Colonial responded on July 27: “While sleeve conversions were indeed part of the consent agreement, Colonial had already initiated a framework, through our Safety Management System, to better understand the incident and apply learnings from it. Well before any regulatory enforcement action, Colonial proactively identified all similar repairs on the mainlines of our pipeline system (both stacked and segmented Type A Sleeves) and converted them all to pressure-containing Type B Sleeves. In all conversions to Type B Sleeves on the mainlines, Colonial did not observe any evidence of product having been released from the pipe.”

The consent order also requires Colonial to begin sampling groundwater by Aug. 7 for five types of PFAS — perfluorinated compounds. As part of its emergency response to the original spill, Colonial Pipeline used a fire suppressant known as F-500 encapsulate to prevent vapors from the gasoline from igniting.

At the time of the accident, “DEQ was told [by Colonial] that the encapsulate used was PFAS-free,” agency spokeswoman Laura Leonard told Policy Watch in a story published last year.

Nonetheless, DEQ asked Colonial to test for PFAS in the suppressant because agency staff were aware of the potential for contamination based on other investigations, as well as the magnitude of the spill, Leonard said. “Out of an abundance of caution, DEQ collected — and directed Colonial to collect— samples of the encapsulate.”

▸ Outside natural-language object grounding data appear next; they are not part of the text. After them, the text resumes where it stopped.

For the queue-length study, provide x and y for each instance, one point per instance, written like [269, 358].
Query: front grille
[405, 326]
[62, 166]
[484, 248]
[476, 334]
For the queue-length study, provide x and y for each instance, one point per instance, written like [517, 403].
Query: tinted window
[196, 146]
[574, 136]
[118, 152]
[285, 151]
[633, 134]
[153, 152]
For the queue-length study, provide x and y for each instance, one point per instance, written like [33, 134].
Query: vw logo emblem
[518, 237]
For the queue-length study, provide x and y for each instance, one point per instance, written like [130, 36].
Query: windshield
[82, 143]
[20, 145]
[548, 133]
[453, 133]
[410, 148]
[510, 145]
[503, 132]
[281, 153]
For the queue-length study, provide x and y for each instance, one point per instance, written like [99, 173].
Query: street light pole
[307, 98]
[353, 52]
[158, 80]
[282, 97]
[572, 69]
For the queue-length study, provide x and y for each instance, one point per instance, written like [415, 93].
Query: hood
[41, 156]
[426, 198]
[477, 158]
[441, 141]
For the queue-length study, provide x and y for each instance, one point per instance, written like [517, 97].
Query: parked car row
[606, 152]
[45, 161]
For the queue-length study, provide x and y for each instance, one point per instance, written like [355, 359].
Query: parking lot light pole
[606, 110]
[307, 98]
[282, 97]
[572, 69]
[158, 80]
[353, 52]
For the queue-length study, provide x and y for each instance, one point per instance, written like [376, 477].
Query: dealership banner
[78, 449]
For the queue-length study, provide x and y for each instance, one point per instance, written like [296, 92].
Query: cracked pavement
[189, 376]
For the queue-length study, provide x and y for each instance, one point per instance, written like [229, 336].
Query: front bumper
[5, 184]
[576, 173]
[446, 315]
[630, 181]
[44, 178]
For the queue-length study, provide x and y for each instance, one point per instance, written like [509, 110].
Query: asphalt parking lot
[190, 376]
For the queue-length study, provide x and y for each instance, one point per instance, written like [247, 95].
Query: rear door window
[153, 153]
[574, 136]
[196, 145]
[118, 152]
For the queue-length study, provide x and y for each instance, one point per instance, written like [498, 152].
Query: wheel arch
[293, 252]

Colonial’s test results of the “mixed” product — fire truck water and the F-500 — showed high levels of PFOSA: 4,810 ppt. Likewise, DEQ’s sampling showed high levels of PFOSA: 5,620 ppt. The water in the fire truck contained levels of the compounds below 1 ppt. It’s possible that residue from the hose or firefighting equipment contained PFAS; a type of firefighting foam, known as AFFF, contains high levels of the compounds.